The situation might be different for Fubo if reclassified as a MVPD under the FCC’s definition, which would force it to negotiate programming agreements with broadcasters and cable networks under the same conditions as cable and satellite operators. In an ex-parte letter filed with the FCC on last Friday, Fubo affirmed its executives met with officials at the agency to argue that reclassification as a MVPD could impair its ability to grow and sustain its business.
“Fubo noted that changes to the current interpretation of MVPD to include [streaming cable replacements] would create an inefficient market and decrease the number of local stations available to consumers, which would negatively impact consumers and local stations,” Steven Brody, the assistant general counsel of regulatory and government affairs at Fubo’s parent company, said in the letter.
The letter notes that the FCC has solicited comment on the matter for nearly a decade — well before Fubo was on the market, and around the time that streaming services like Dish Network’s Sling TV and the now-shuttered PlayStation Vue were starting to gain momentum.
“Competition and consumer access to local stations has increased through the carriage of such local stations by vMVPDs, including Fubo,” Brody wrote, using the term associated with streaming cable replacements. “More specifically, approximately 97% of local stations are available to Fubo subscribers.”
But that might not be the case for much longer if Fubo is required to negotiate retransmission consent agreements directly with broadcasters, who have raised their programming rates over the last few years and indicated their intention to continue doing so.
While the back-and-forth continues, there is some doubt within the FCC itself as to whether the agency has the legal ability to reclassify the virtual MVPDs as MVPDs in the first place.
In a letter sent to Senator Chuck Grassley in March, FCC Chairperson Jessica Rosenworcel expressed concern that current federal law too narrowly defines what a “multichannel video programmer” is in a way that doesn’t automatically, or may not entirely, apply to streaming services.
“Online video programming distributors do not neatly fit in these statutory definitions because they lack a physical connection to subscribers and do not use any electromagnetic frequencies when delivering programming to their viewers,” Rosenworcel wrote, citing the federal Communications act. “As you know, the Commission lacks the power to change these unambiguous provisions on its own, but can do so if Congress changes the underlying law.”
Rosenworcel also said that, to proceed with reclassifying streaming services, Congress will need to update various policies within the Copyright Office so that the FCC could fully enforce whatever new designation for MVPD gets applied to streaming services.

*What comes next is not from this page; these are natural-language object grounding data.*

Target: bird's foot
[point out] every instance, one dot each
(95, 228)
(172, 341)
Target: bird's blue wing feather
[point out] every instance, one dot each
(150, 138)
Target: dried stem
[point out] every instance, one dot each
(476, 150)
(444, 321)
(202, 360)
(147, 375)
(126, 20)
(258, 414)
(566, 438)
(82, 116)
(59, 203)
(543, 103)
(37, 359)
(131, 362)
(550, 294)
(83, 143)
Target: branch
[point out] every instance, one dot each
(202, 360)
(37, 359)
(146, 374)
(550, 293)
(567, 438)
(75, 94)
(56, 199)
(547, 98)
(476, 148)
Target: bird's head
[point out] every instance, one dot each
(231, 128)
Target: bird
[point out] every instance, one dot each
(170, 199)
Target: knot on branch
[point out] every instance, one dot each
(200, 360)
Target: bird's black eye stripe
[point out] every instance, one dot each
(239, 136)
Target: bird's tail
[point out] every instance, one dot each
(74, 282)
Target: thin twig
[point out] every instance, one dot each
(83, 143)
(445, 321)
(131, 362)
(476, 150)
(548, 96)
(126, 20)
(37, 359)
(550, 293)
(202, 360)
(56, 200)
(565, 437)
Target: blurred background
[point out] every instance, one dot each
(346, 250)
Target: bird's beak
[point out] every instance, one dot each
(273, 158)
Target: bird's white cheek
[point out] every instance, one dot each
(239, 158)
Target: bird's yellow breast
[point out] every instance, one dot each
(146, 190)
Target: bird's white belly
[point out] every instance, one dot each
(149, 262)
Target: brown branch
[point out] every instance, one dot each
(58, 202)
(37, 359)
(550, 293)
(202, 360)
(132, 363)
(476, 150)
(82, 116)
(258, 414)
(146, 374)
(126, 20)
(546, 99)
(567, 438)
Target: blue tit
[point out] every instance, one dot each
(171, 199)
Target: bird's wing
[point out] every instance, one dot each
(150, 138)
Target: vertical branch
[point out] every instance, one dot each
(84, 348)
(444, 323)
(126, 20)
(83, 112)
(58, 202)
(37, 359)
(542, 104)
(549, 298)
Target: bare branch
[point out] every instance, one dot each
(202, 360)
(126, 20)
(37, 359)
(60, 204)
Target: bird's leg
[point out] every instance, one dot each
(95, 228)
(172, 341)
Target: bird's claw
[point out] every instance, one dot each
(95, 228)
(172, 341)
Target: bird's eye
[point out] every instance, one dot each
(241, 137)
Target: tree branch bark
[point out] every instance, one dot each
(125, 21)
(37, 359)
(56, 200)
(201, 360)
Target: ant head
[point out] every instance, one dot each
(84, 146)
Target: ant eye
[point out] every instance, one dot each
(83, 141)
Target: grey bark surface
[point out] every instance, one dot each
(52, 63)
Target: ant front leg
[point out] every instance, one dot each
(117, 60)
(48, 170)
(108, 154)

In her view, under the current regulatory framework, it wouldn’t be enough for vMVPDs to simply negotiate carriage agreements with broadcasters — they will also have to negotiate with distributors and film studios who own the copyright to the shows carried on those channels, or they could be forced to black them out.
“Without a statutory copyright license applying to new online video programming distributors, those distributors would be obligated to black out programming for which they are not able to negotiate copyright licenses,” Rosenworcel wrote.
Grassley responded to Rosenworcel last month, in which he restated the need for conditions over carriage to apply equally to streaming services as they do cable and satellite platforms. He urged the FCC to re-open the matter concerning classification of streaming services as MVPDs for public comment, which they did.
“We must ensure that new technological trends do not further endanger our local broadcasters, and so it is critical that the FCC consider whether the current retransmission consent model is sustainable and continues to benefit our local communities,” Grassley wrote.